Fighter recevant le trophée AJSB du meilleur boxeur de l’année 2021.

Déçu par l’attitude des responsables de la boxe burkinabè, Mathias Napaongo ne cache pas son incompréhension. « Après ma victoire au Nigéria, je ne comprends pas pourquoi le soutien des autorités tarde. J’ai failli abandonner mais je vais me battre pour que vive la boxe au Burkina » a-t-il laissé entendre. Il défendra sa ceinture de la HBE le 24 septembre 2022 à Ouagadougou et espère que cette fois les autorités l’accompagneront conséquemment. Mathias Napaongo espère susciter un plus grand intérêt du public burkinabè pour la boxe. Pour se faire, il sollicite l’accompagnement des sponsors pour organiser un combat international tous les 6 mois à Ouagadougou comme l’exige son statut de champion continental. Cela permettra la détection de nouveaux talents. Il souhaite également la mise en place d’une salle d’entrainement avec du matériel récent. « Notre matériel est dépassé. Nous gagnons nos combats parce que nous sommes endurants. Nous ne combattons pas avec la technique, nous brutalisons nos adversaires. Maintenant que nous avons intégré la boxe mondial il faut qu’on se prépare bien parce que nous sommes attendus maintenant » a-t-il confié. « Si les moyens ne sont pas réunis, nous n’allons pas aller à l’international nous faire humilier et mettre la honte sur le pays. Au Ghana on parle encore de Boum Boum et de Yoyo, donc nous avons des légendes que nous devons honorer » a prévenu le boxeur.

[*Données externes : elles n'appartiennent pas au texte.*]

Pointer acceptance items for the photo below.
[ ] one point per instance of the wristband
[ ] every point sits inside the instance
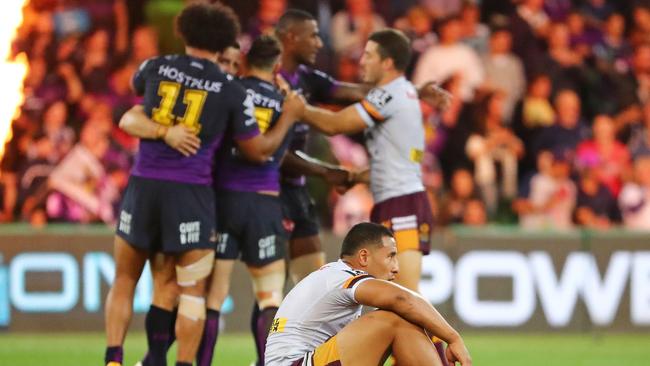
(161, 131)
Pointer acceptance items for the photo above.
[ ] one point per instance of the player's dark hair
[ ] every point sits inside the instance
(289, 18)
(393, 44)
(210, 27)
(365, 233)
(264, 52)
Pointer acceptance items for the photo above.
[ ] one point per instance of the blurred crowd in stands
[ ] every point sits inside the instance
(549, 126)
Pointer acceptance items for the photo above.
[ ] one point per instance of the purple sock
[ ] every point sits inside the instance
(440, 347)
(209, 339)
(264, 321)
(114, 354)
(159, 324)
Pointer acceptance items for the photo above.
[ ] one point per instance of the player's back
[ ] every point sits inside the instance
(194, 92)
(396, 144)
(233, 171)
(317, 87)
(317, 308)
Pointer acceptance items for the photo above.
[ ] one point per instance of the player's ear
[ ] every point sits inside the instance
(363, 255)
(388, 63)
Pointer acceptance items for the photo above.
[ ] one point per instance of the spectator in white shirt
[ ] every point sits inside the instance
(450, 57)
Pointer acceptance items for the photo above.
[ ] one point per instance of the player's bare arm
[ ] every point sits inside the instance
(430, 93)
(295, 164)
(136, 123)
(261, 147)
(360, 177)
(347, 120)
(415, 309)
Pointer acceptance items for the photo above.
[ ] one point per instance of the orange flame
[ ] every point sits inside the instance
(12, 72)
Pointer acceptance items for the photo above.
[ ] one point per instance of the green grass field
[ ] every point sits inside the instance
(81, 349)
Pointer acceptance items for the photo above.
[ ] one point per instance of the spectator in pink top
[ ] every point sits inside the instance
(610, 157)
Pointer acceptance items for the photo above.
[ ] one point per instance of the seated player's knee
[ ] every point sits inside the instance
(268, 289)
(392, 320)
(165, 295)
(302, 266)
(192, 307)
(194, 275)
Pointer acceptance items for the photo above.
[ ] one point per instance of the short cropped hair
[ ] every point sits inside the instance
(395, 45)
(363, 234)
(264, 52)
(209, 27)
(289, 18)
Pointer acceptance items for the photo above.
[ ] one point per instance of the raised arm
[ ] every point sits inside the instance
(347, 120)
(429, 92)
(293, 164)
(415, 309)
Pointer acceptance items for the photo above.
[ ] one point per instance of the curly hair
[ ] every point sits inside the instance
(210, 27)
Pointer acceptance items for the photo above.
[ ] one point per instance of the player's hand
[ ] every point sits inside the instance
(457, 352)
(282, 84)
(182, 139)
(294, 104)
(435, 96)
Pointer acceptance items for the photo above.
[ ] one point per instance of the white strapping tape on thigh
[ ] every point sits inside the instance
(268, 289)
(192, 307)
(188, 275)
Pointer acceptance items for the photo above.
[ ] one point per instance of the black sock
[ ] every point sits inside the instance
(254, 316)
(113, 354)
(159, 324)
(264, 321)
(209, 339)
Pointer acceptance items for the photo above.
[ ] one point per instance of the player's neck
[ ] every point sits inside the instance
(198, 53)
(389, 76)
(289, 63)
(351, 263)
(261, 74)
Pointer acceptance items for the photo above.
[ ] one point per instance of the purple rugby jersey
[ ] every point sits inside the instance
(317, 87)
(232, 171)
(193, 91)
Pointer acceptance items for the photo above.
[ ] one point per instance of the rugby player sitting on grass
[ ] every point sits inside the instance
(320, 322)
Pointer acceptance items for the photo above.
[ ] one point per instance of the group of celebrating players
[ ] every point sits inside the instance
(220, 176)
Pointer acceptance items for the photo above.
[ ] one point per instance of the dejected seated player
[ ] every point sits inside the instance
(319, 322)
(168, 205)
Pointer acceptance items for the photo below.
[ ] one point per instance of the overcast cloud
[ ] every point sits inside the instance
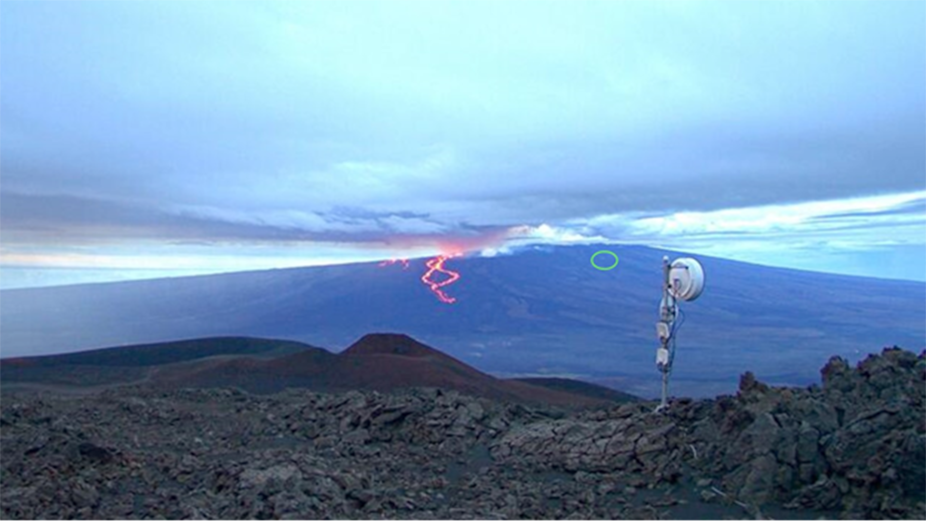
(176, 131)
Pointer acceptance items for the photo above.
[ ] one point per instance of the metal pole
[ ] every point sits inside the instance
(664, 331)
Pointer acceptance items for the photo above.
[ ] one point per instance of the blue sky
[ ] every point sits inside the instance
(154, 138)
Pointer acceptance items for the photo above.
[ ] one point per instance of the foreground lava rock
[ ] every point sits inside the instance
(853, 447)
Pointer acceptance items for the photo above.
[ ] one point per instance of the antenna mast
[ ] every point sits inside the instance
(683, 279)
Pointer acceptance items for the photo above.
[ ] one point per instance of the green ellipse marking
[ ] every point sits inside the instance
(597, 267)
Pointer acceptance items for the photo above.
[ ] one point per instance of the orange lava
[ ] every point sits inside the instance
(437, 265)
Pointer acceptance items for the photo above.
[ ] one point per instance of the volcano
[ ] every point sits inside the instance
(542, 312)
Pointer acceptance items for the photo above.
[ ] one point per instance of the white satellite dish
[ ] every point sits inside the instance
(686, 279)
(683, 280)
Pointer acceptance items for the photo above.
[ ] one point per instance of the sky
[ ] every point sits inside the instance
(142, 139)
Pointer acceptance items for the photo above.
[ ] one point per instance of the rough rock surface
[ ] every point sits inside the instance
(853, 447)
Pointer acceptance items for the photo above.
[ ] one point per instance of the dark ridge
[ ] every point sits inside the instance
(390, 344)
(581, 388)
(163, 353)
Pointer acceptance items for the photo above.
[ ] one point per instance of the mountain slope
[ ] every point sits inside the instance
(545, 311)
(380, 362)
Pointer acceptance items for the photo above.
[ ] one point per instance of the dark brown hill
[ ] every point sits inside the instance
(376, 362)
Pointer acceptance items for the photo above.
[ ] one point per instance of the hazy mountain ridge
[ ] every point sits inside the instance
(543, 311)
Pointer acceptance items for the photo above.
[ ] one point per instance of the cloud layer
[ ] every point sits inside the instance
(402, 125)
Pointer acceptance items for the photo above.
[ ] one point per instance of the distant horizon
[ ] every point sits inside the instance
(65, 276)
(232, 136)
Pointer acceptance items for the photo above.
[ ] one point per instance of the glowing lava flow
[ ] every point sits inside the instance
(394, 261)
(437, 264)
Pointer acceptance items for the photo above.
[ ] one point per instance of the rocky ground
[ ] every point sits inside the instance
(853, 447)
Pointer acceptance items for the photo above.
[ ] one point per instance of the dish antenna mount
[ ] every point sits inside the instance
(683, 279)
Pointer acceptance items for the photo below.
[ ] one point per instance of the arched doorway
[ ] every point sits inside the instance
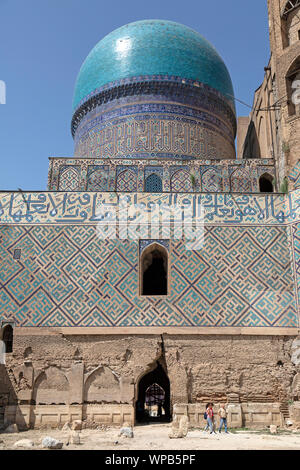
(7, 337)
(265, 183)
(153, 401)
(154, 270)
(153, 184)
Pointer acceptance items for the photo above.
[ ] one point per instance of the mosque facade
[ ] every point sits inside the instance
(161, 267)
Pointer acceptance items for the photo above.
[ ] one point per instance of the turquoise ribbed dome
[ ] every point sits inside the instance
(152, 47)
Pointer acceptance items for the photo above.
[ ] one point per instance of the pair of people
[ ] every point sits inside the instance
(210, 418)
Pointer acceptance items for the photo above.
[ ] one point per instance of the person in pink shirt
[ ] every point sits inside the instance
(210, 418)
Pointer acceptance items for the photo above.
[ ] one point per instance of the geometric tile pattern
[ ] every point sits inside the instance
(181, 182)
(127, 181)
(97, 179)
(296, 244)
(240, 181)
(68, 277)
(175, 177)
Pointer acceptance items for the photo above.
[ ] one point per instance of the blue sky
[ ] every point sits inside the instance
(44, 42)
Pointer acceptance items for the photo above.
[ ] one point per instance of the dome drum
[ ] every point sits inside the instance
(154, 89)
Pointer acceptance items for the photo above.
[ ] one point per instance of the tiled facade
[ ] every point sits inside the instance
(245, 275)
(176, 176)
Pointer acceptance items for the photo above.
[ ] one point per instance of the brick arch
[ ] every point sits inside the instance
(51, 387)
(102, 385)
(98, 180)
(211, 180)
(181, 182)
(240, 181)
(69, 179)
(153, 184)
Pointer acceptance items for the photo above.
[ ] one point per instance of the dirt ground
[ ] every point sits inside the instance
(155, 437)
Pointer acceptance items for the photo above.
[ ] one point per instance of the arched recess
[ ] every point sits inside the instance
(153, 184)
(290, 23)
(8, 338)
(181, 182)
(51, 387)
(292, 79)
(98, 180)
(102, 386)
(153, 395)
(154, 270)
(266, 183)
(251, 144)
(127, 181)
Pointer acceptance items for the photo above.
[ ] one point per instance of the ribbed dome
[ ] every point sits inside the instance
(152, 47)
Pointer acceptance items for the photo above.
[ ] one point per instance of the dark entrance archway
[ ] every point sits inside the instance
(265, 183)
(154, 267)
(153, 402)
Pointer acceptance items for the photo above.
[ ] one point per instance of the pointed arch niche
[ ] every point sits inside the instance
(154, 270)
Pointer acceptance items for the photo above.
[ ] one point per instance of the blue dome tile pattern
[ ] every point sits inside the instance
(152, 47)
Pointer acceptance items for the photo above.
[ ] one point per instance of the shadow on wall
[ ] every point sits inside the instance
(9, 409)
(251, 144)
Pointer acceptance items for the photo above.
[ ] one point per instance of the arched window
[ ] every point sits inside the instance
(240, 181)
(7, 337)
(154, 270)
(98, 180)
(69, 178)
(127, 181)
(153, 184)
(292, 86)
(265, 183)
(181, 182)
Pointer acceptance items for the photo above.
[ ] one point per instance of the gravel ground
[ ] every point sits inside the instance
(155, 437)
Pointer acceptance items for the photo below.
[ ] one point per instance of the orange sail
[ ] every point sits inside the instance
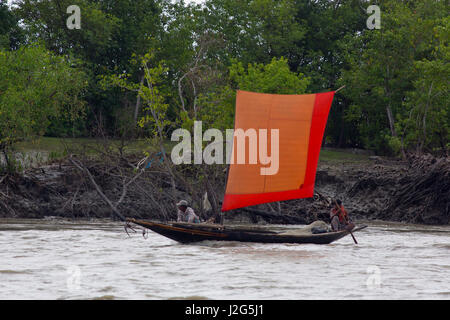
(299, 122)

Fighter en compagnie du cycliste Paul Daumont, qui selon son témoignage lui apporte un grand soutien dans son combat.

Fighter est reconnaissant pour le soutien que lui apportent Hugues Fabrice Zango, Paul Dumont, Israël Mano, Kinda Issouf et Bado Brice, des sportifs de haut niveau burkinabè. Il remercie également monsieur Gauthier qui a mis sa salle de sport à sa disposition pour ses entrainements. Nous espérons que les autorités l’accompagneront à réaliser ses rêves pour hisser haut le drapeau du pays des hommes intègres.